Topics Covered: Awareness in space.
What to study?
For Prelims and Mains: Key features and objectives of the mission.
Context: New satellite-based, weekly global maps of soil moisture and groundwater wetness conditions were developed by US space agency National Aeronautics and Space Administration (NASA) and the University of Nebraska-Lincoln (UNL) on March 31, 2020.
How were these maps produced?
Data available from NASA and German Research Center for Geosciences’ Gravity Recovery and Climate Experiment Follow On (GRACE-FO) satellites was used to derive these global maps.
- The satellite-based observations of changes in water distribution were integrated with other data within a computer model that simulated water and energy cycles.

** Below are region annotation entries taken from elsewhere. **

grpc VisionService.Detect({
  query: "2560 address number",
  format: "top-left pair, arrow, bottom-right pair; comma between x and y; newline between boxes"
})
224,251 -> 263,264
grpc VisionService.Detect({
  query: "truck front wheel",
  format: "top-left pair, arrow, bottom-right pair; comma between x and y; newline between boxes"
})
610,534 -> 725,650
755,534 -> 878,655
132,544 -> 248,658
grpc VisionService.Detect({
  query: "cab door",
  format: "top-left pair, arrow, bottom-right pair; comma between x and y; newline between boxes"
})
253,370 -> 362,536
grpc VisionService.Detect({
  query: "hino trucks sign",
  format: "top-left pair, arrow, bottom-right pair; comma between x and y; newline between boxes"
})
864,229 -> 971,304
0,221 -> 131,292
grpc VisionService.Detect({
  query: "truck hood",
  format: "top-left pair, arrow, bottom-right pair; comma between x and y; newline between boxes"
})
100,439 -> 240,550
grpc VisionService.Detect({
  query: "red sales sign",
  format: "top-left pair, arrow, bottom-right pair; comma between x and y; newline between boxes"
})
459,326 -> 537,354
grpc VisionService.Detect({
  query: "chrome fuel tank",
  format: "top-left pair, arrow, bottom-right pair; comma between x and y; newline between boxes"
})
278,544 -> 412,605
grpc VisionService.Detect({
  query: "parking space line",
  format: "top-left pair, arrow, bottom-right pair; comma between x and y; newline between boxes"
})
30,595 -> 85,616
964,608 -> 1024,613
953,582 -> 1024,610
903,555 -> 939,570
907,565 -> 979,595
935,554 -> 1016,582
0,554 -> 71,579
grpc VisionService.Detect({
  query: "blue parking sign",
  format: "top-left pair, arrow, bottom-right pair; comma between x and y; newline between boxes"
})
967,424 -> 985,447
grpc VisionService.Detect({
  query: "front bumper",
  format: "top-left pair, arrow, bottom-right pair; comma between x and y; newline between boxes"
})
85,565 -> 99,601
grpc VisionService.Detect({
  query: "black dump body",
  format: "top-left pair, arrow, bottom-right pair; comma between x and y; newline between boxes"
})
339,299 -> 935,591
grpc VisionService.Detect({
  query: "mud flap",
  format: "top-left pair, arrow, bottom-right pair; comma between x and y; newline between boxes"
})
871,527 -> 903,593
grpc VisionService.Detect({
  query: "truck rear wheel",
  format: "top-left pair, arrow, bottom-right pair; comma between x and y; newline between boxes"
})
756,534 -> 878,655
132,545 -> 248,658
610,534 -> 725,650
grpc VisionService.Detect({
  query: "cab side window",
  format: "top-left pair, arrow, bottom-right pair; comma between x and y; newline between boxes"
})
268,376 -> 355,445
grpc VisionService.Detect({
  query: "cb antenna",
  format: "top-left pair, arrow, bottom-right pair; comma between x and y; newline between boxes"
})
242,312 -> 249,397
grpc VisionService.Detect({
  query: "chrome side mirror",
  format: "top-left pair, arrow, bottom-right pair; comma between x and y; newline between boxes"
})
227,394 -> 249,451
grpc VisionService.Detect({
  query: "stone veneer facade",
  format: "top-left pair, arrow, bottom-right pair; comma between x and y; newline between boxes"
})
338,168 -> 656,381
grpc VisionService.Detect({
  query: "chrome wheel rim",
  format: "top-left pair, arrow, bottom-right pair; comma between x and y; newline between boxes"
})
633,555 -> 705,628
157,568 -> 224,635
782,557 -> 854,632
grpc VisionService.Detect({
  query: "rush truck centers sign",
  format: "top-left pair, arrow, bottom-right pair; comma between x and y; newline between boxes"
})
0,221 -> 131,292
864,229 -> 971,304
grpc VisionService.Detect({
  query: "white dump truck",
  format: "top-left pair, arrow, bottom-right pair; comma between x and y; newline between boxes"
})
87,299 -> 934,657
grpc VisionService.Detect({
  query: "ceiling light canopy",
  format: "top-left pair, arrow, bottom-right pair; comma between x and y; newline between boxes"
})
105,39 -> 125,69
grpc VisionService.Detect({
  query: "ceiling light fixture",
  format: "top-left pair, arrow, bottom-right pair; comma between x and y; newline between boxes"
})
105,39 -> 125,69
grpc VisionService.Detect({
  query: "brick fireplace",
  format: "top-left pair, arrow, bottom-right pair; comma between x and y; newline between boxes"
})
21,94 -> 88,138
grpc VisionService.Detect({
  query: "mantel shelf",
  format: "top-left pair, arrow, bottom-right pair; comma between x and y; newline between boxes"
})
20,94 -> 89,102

- The model then produced — among other outputs — time-varying maps of the distribution of water at three depths: Surface soil moisture, root zone soil moisture (roughly the top three feet of soil) and shallow groundwater.
- The maps have a resolution of up to 8.5 miles, providing continuous data on moisture and groundwater conditions across the landscape.
Why do we need these data?
The scientific community believes data available through this project would fill existing gaps in understanding the full picture of wet and dry conditions that can lead to drought.
These tools are absolutely critical to helping us address and offset some of the impacts anticipated, whether it is from population growth, climate change or just increased water consumption in general.
The data would also help in managing the selection of appropriate agricultural crops and predicting yields.
About GRACE- FO mission:
The Gravity Recovery and Climate Experiment Follow-on (GRACE-FO) mission is a partnership between NASA and the German Research Centre for Geosciences (GFZ).
GRACE-FO is a successor to the original GRACE mission, which began orbiting Earth on March 17, 2002. The GRACE missions measure variations in gravity over Earth’s surface, producing a new map of the gravity field every 30 days.
- GRACE-FO will continue the work of tracking Earth’s water movement to monitor changes in underground water storage, the amount of water in large lakes and rivers, soil moisture, ice sheets and glaciers, and sea level caused by the addition of water to the ocean.
- These discoveries provide a unique view of Earth’s climate and have far-reaching benefits to society and the world’s population.